The mention of her mother brought a wave of sadness to Beth. Never again would her mother stand on the veranda of this house calling them in for supper. She had died three years after they’d moved to Melbourne, leaving them all bereft of her loving presence. Beth had taken over mothering the younger ones, especially Kevin, her darling little baby brother who’d barely survived the traumatic birth that had caused their mother’s death. He’d been like her very own child. It still hurt to think about him.
The city killed Kevin, her father invariably muttered on his most despondent days. Not really true, Beth thought. Accidents could happen anywhere. But that didn’t help her father’s depression. He’d always hated the city.
Would he hate this, too? she wondered. Or would his pride in the past spur him into trying to restore it as best he could?
They mounted the front steps of the veranda that ran around all sides of the house. “Wide, solid verandas aren’t built like this anymore,” Aunty Em declared, seizing on every positive factor to bolster confidence. “A few hundred nails would tighten things up and help its stability. Be careful where you step, Beth.”
It was wicked, letting the house fall to rack and ruin like this, Beth thought, angry that the bank had taken it from them. Her father might have been deep in debt, but selling the property off to someone who didn’t care about it seemed immoral.
Money. That was all the banks considered. Probably all Jim Neilson considered, too. Making more and more of it. Holding the mountain top. Showing off his collected wealth as the prizes of the path he’d taken. But it didn’t stop the soul scream inside. Did he know what he screamed for?
Aunty Em tapped the doorframe. “It might be a good idea to check with the auctioneer if there’s a report on white ants.”
“Yes,” Beth agreed.
She felt like screaming as they walked through the house. It looked as though it had been vandalised. Apart from broken windowpanes, ceiling lights had been torn out, holes bashed in some of the inside walls, and what was left of the bathroom and kitchen fittings was in a dreadful state. Nevertheless, they did find out from the auctioneer that the house was still structurally solid. No white ants.

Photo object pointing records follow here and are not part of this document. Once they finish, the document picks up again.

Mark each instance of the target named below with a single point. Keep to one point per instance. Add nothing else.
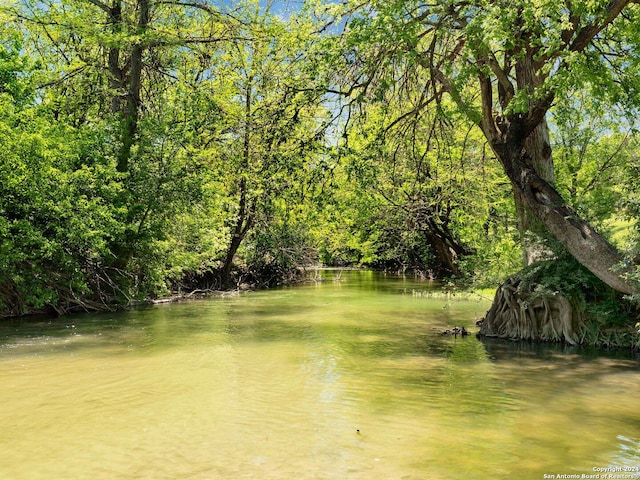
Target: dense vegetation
(151, 146)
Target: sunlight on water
(329, 380)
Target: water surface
(348, 379)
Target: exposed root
(523, 316)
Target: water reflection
(349, 379)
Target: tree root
(523, 316)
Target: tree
(505, 64)
(272, 120)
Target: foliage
(565, 276)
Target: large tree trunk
(532, 229)
(577, 236)
(132, 109)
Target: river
(346, 378)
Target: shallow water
(346, 379)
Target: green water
(346, 379)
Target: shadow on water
(356, 371)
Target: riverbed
(344, 377)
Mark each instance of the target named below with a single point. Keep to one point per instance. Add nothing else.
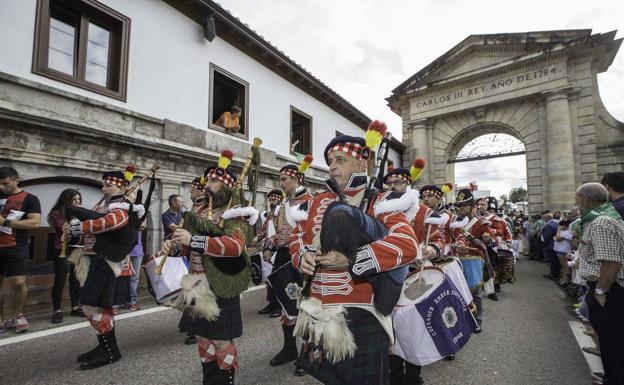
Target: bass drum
(432, 320)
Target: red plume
(419, 163)
(378, 126)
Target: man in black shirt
(614, 182)
(171, 218)
(19, 212)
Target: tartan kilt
(369, 365)
(229, 325)
(101, 288)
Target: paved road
(526, 340)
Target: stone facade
(539, 87)
(49, 133)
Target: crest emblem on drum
(449, 316)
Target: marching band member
(346, 335)
(268, 225)
(292, 211)
(425, 225)
(109, 233)
(471, 239)
(219, 272)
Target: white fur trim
(138, 209)
(295, 214)
(248, 212)
(408, 203)
(459, 224)
(439, 221)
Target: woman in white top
(562, 246)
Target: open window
(300, 132)
(229, 106)
(83, 43)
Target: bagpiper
(350, 248)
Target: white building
(87, 86)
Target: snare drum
(432, 320)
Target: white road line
(80, 325)
(593, 361)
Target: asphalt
(526, 339)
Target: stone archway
(539, 87)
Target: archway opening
(496, 164)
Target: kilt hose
(228, 326)
(369, 365)
(101, 288)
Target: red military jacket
(291, 212)
(421, 224)
(499, 229)
(335, 285)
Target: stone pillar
(420, 148)
(560, 175)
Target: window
(300, 132)
(83, 43)
(228, 102)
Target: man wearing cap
(200, 206)
(291, 213)
(425, 225)
(472, 239)
(268, 225)
(218, 272)
(501, 240)
(108, 235)
(343, 302)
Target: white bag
(166, 286)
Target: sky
(363, 49)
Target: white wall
(169, 73)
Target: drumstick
(422, 264)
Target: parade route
(526, 339)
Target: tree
(518, 194)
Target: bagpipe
(347, 228)
(116, 245)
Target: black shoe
(190, 340)
(108, 353)
(84, 357)
(77, 312)
(57, 317)
(300, 371)
(289, 349)
(209, 370)
(267, 309)
(224, 377)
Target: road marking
(80, 325)
(593, 361)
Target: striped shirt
(603, 240)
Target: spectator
(136, 258)
(548, 234)
(602, 265)
(230, 120)
(172, 217)
(56, 219)
(614, 182)
(562, 246)
(19, 212)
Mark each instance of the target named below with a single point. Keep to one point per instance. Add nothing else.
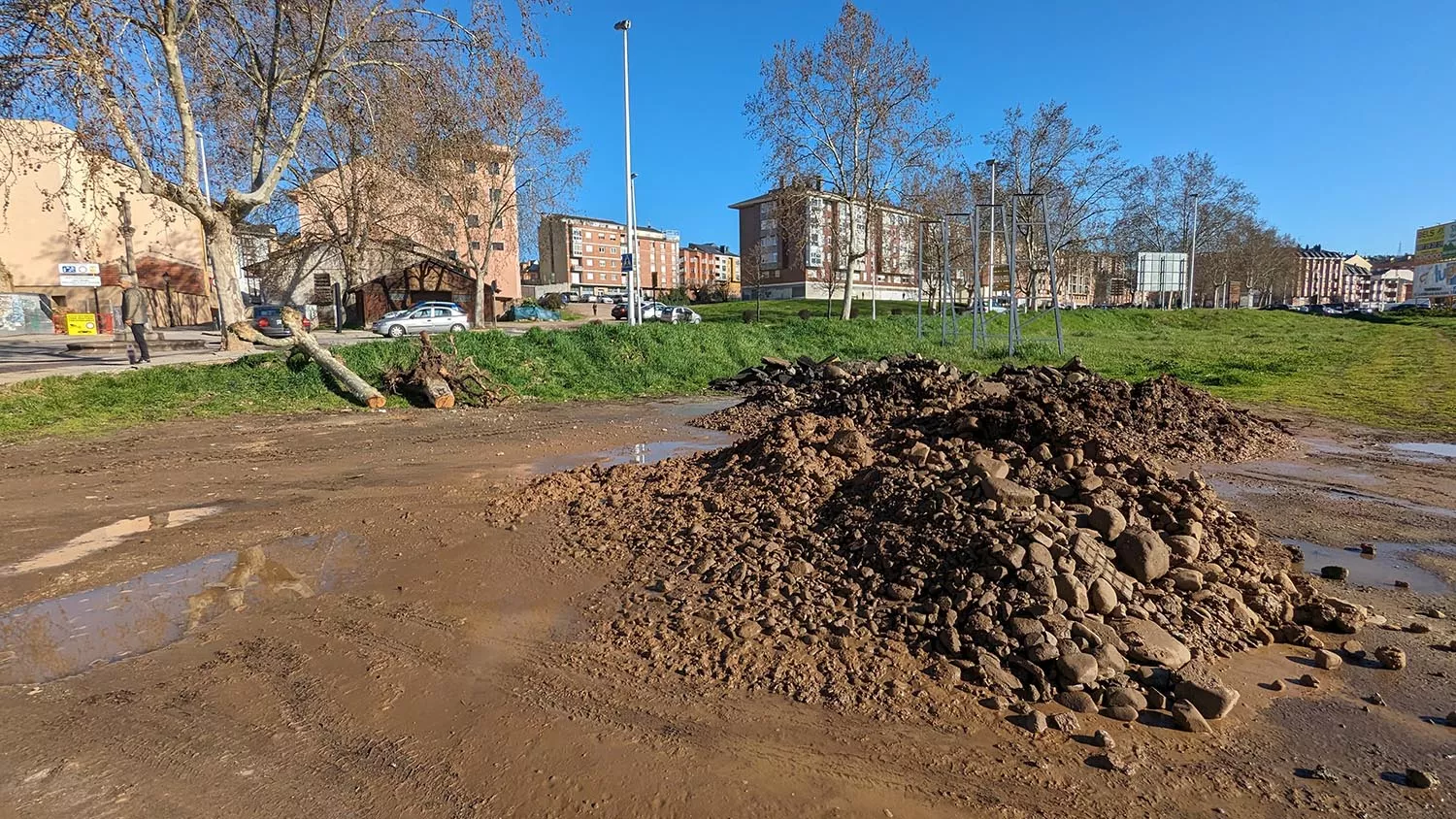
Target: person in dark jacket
(134, 313)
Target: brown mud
(349, 636)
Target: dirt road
(314, 617)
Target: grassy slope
(1385, 375)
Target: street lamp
(634, 308)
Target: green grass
(1394, 375)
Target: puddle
(648, 452)
(1382, 569)
(61, 636)
(1426, 452)
(107, 537)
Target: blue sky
(1339, 115)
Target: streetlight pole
(1193, 249)
(634, 311)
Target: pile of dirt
(910, 527)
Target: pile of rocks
(909, 525)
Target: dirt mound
(908, 525)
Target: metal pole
(1051, 273)
(919, 284)
(1193, 250)
(634, 316)
(207, 250)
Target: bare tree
(1077, 169)
(146, 81)
(856, 111)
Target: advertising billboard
(1435, 279)
(1436, 244)
(1161, 273)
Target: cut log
(358, 389)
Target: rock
(1121, 713)
(1391, 658)
(989, 464)
(1066, 723)
(1418, 778)
(1142, 553)
(1008, 492)
(1188, 717)
(1034, 722)
(1101, 597)
(1107, 521)
(1079, 702)
(1076, 668)
(1213, 699)
(1150, 643)
(1117, 697)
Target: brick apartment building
(710, 265)
(804, 253)
(585, 253)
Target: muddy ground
(312, 617)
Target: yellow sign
(81, 323)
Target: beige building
(465, 212)
(60, 204)
(585, 253)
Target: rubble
(894, 527)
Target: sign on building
(1436, 244)
(1161, 273)
(79, 274)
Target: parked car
(268, 320)
(678, 316)
(425, 317)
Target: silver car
(427, 317)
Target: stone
(1391, 658)
(1142, 553)
(1213, 699)
(1150, 643)
(1423, 780)
(1121, 713)
(1009, 492)
(1107, 521)
(989, 466)
(1115, 697)
(1188, 717)
(1076, 668)
(1101, 597)
(1079, 702)
(1066, 723)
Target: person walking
(134, 313)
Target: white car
(427, 317)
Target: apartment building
(465, 212)
(804, 246)
(61, 204)
(710, 265)
(585, 253)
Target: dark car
(268, 320)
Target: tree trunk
(221, 246)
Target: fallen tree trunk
(358, 389)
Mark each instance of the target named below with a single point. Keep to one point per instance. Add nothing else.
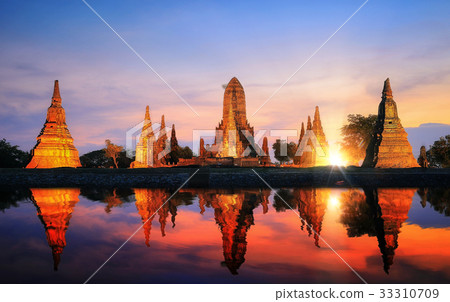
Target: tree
(185, 153)
(439, 153)
(98, 159)
(112, 151)
(356, 136)
(95, 159)
(291, 149)
(12, 156)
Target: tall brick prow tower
(389, 147)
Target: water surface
(62, 235)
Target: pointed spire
(56, 98)
(147, 130)
(173, 138)
(163, 123)
(302, 131)
(387, 91)
(317, 114)
(147, 113)
(266, 146)
(162, 129)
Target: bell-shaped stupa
(55, 148)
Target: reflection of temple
(438, 198)
(311, 204)
(149, 203)
(383, 216)
(55, 207)
(233, 213)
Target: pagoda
(312, 148)
(321, 157)
(144, 148)
(54, 208)
(230, 141)
(389, 147)
(54, 147)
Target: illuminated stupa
(55, 207)
(144, 148)
(389, 146)
(229, 132)
(312, 148)
(55, 148)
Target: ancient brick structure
(152, 151)
(389, 147)
(54, 209)
(162, 146)
(308, 156)
(55, 146)
(265, 159)
(321, 158)
(230, 141)
(312, 148)
(422, 160)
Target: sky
(198, 46)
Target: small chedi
(389, 147)
(144, 148)
(312, 148)
(422, 160)
(152, 151)
(230, 140)
(264, 160)
(55, 148)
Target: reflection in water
(152, 202)
(439, 199)
(376, 212)
(55, 207)
(311, 204)
(149, 203)
(111, 197)
(234, 215)
(381, 213)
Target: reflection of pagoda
(150, 202)
(392, 207)
(233, 213)
(311, 203)
(55, 207)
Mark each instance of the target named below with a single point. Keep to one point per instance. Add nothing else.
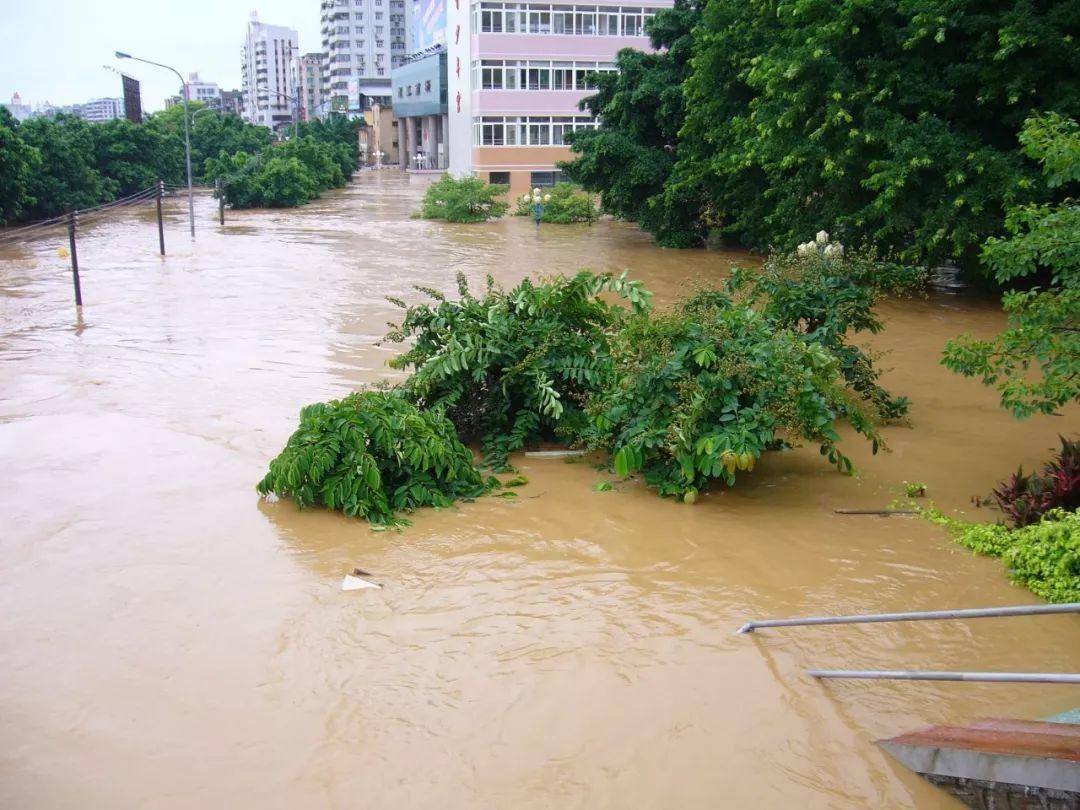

They set out their picnic by the creek. Over lunch, Beth did her best to calculate the cost of renovations. It had to be subtracted from the amount she could afford to bid on the property. When it came to money, she did not have a bottomless pocket. The income from the children’s books she wrote was steady, but far from astronomical. The finance she had arranged for this purchase was close to her limit. If it wasn’t enough...
The distinctive thrum of a powerful engine coming into the property distracted her. Her heart caught as she saw a black Porsche zip up to the parking area near the house. It couldn’t be. He wouldn’t come here. Yet tension seized her in a painful grip as she waited to see who emerged from the stylish sports car.
It was slotted in beside the other parked cars. The driver’s door opened. Jim Neilson alighted, unmistakable with his closely cropped black hair and tall, solidly packed physique. He turned to look at the house, his profile too breathtakingly recognisable for Beth to entertain the slightest doubt. She stared at him, struggling to reduce the wild turmoil his unexpected arrival was stirring in her.
“Who is it?” Aunty Em asked, her curiosity obviously piqued by the attention Beth had fastened on him. She didn’t know about the black Porsche and had only seen full-face press photographs. Nevertheless, she was bound to identify him sooner or later.